The Heritage Foundation recently released a report on modernizing student transportation for an era of school choice. Currently we have a Flintstones student transportation system in a world that increasingly needs Jetsons type solutions. Changes in policies and practices can modernize student transportation for the needs of a 21st century choice-based system. Students require new ways to get to schools and other places of learning.
Only one in ten American K-12 students either walked or biked to school in 2017, whereas nearly half of students did so in the 1960s. The consolidation of students into large and increasingly distant schools has gone poorly in terms of both academics and transportation.
However, one of the positive trends involves the creation of new schools. Every time a new micro-school, charter school, or private school opens, a small universe of students can either walk or bike to the school.
American taxpayers all pay for district yellow-school-bus systems, but in most states the buses run almost exclusively for the benefit of students attending their zoned district schools. In recent years, the yellow bus system has been struggling as ridership declines and districts struggle to hire drivers.
A federal law from 1986 requires states to develop a requirement that bus drivers have a commercial drivers license, but the private sector demand for such drivers has greatly increased, creating district shortages.
Under the current system, school districts decide where children go to school based on zip codes.
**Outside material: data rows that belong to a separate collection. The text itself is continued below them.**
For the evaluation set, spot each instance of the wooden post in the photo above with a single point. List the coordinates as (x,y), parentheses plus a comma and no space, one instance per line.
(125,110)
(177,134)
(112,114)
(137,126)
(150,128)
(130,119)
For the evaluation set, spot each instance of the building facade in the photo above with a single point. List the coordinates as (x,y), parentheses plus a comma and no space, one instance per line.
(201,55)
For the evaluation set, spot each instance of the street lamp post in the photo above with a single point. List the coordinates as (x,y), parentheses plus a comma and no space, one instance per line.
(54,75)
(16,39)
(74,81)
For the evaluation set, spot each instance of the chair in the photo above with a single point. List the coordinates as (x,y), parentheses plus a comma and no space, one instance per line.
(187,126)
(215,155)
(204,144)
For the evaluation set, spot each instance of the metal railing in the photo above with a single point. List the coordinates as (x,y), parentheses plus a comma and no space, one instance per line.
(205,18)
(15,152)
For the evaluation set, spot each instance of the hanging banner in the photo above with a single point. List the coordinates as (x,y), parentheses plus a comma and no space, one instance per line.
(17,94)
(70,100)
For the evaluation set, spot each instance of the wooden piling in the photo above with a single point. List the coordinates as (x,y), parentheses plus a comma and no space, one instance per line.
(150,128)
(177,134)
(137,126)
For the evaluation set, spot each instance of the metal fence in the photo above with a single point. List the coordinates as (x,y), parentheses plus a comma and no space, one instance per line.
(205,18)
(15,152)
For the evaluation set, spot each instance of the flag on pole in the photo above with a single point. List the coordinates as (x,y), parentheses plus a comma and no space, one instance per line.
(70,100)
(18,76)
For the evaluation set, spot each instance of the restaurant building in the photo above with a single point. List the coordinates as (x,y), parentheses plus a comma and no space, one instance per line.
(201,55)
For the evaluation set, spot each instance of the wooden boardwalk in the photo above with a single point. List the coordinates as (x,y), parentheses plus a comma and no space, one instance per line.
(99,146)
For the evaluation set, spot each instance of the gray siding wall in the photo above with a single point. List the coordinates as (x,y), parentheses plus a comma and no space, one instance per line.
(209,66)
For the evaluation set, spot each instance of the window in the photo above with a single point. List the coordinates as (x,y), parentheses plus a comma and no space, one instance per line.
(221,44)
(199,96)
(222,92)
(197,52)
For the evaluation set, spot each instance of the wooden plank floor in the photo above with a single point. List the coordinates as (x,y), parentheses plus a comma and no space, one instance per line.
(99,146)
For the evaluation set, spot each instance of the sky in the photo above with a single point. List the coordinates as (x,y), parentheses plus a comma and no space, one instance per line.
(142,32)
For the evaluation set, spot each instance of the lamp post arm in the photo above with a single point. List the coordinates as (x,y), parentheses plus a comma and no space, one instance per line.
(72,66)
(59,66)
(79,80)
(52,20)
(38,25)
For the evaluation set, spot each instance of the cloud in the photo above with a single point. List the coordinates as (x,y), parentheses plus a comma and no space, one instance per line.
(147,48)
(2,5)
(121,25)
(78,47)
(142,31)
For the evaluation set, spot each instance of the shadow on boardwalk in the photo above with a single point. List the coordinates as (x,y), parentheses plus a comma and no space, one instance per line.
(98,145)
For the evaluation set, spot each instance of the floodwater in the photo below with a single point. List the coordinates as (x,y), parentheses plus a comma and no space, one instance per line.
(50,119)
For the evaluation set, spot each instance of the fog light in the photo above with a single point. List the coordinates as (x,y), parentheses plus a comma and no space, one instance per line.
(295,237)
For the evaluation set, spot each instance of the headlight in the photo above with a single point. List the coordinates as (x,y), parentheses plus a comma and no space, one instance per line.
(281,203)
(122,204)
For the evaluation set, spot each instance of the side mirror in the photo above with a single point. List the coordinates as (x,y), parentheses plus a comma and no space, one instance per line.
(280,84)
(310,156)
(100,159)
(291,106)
This has grown antiquated in many states. Increasingly what families need is a system taking smaller groups of students to more schools, rather than a smaller group of buses taking students to the same place.
Repealing federal and state laws and rules preventing schools from using passenger vans for student transport to and from school would be a good starting point. While defenders of the increasingly failing status quo argue that only buses are safe enough to transport students, most students now get to school in a personal vehicle. In practice, no small number of families use small two-seat sport cars to get their students to school. If schools used more vans, parents could use fewer Miatas, and car lines could begin to shrink.
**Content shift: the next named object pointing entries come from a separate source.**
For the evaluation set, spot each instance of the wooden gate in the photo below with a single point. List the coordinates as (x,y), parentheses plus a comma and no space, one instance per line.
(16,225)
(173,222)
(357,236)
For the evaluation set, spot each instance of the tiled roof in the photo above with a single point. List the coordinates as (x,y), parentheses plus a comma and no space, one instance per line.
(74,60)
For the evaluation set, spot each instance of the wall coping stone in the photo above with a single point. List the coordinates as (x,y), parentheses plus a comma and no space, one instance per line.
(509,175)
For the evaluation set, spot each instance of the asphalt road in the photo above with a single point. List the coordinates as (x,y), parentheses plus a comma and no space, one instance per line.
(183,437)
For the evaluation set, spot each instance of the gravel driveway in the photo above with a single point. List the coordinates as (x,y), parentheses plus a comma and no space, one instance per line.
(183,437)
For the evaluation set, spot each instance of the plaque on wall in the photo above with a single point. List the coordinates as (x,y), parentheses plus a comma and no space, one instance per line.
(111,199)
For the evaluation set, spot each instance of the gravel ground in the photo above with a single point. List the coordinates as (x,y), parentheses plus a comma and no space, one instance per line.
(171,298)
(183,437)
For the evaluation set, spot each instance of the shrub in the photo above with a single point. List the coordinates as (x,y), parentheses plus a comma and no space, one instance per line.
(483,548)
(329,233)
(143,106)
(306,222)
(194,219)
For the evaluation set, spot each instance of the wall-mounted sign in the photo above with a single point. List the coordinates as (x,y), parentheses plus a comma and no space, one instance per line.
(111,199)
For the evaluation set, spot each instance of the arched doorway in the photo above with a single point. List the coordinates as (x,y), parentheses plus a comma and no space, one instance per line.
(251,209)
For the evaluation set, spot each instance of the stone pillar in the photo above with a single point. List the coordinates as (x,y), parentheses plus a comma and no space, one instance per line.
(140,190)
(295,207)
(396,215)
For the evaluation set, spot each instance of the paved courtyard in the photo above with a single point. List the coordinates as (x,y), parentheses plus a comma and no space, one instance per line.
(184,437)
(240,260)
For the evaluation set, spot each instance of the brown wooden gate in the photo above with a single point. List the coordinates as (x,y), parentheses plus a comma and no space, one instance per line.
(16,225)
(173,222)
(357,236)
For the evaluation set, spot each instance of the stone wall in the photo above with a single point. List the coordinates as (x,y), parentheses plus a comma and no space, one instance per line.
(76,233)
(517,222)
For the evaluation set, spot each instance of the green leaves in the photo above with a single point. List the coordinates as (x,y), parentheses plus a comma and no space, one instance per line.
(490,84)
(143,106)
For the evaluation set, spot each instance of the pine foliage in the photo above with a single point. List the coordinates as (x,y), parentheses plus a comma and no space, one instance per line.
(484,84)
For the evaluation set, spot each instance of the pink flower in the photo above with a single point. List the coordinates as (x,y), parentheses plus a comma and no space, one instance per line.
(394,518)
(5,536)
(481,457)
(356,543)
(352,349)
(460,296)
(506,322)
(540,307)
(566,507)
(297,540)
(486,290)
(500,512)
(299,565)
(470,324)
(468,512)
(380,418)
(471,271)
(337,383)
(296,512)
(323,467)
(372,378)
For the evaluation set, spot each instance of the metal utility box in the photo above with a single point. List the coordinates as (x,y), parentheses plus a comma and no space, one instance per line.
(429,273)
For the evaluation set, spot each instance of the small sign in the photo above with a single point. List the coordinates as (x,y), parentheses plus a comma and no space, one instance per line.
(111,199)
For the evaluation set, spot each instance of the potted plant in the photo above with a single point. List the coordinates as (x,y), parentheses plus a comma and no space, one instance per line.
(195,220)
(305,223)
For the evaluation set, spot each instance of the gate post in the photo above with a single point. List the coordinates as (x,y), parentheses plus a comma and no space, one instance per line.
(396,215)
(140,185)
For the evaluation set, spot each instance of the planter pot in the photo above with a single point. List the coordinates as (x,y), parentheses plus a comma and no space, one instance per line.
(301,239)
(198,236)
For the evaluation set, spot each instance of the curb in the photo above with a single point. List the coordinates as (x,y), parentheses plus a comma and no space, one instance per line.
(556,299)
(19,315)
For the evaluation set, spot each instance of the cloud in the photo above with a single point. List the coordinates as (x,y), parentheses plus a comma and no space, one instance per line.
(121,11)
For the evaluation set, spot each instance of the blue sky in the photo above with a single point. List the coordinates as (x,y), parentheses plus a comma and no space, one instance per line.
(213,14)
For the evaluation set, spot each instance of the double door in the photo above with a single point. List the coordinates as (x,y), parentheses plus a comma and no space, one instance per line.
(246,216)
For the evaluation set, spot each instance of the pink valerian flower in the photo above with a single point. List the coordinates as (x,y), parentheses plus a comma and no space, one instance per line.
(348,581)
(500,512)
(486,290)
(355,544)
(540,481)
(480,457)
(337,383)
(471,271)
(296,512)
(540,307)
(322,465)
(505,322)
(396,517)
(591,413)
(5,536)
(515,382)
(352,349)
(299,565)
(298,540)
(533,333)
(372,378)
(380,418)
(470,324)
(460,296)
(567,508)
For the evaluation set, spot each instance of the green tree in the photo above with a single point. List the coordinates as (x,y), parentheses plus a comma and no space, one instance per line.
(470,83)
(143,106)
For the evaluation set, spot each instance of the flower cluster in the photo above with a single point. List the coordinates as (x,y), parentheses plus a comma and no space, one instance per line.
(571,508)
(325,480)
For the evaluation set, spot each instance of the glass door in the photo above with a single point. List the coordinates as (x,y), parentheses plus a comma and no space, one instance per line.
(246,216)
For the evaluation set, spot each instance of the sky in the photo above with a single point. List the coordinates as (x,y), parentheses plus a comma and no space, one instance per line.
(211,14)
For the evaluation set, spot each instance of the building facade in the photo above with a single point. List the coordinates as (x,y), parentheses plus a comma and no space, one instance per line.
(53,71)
Another solution comes from New York City, where 700 schools co-locate within district facilities. Policymakers developed this practice to enable charter schools to operate within a city with extremely costly real estate. This policy makes sense—taxpayers invested in school buildings to educate students, and the New York City public schools had a surplus of underutilized and vacant space that was not accomplishing that mission. Lawmakers built student transportation into co-location; students retain their right to ride district buses regardless of which school they attend in a building with co-located schools.
Florida lawmakers recently drew upon the success of the NYC experience in passing a “Schools of Hope” program to bring in high quality charter schools into areas with poorly performing district schools and available space.
Policymakers should think much more boldly about co-location. A baby-bust started in 2008, which makes vacant and underutilized district space increasingly common. State policymakers should pass statewide co-location statutes to create standardized lease agreements for not just charter schools, but also for private and micro- schools.
If the yellow buses won’t take students where they want to go to school, we should let educators open schools that families will want to attend in the buses and buildings their tax dollars already purchased.
States have developed other solutions. Ohio and Pennsylvania require district buses to transport students to non-district schools within their attendance boundaries. Arizona created a competitive grant program to have schools develop innovative solutions.
Self-driving vehicles may eventually revolutionize student transportation but have only recently ventured out onto freeways and (for now) remain more expensive than ride-sharing services with human drivers. While potentially revolutionary, these technologies have yet to mature.
Another potential solution is to give families their allotment of transportation funds in a use-restricted account to allow them to develop their own solutions.
Lawmakers and administrators should not be watching yellow-bus ridership decline while costs increase and an ever-smaller percentage of students get transportation help. One-size fits few applies just as much to student transportation as it does to schools.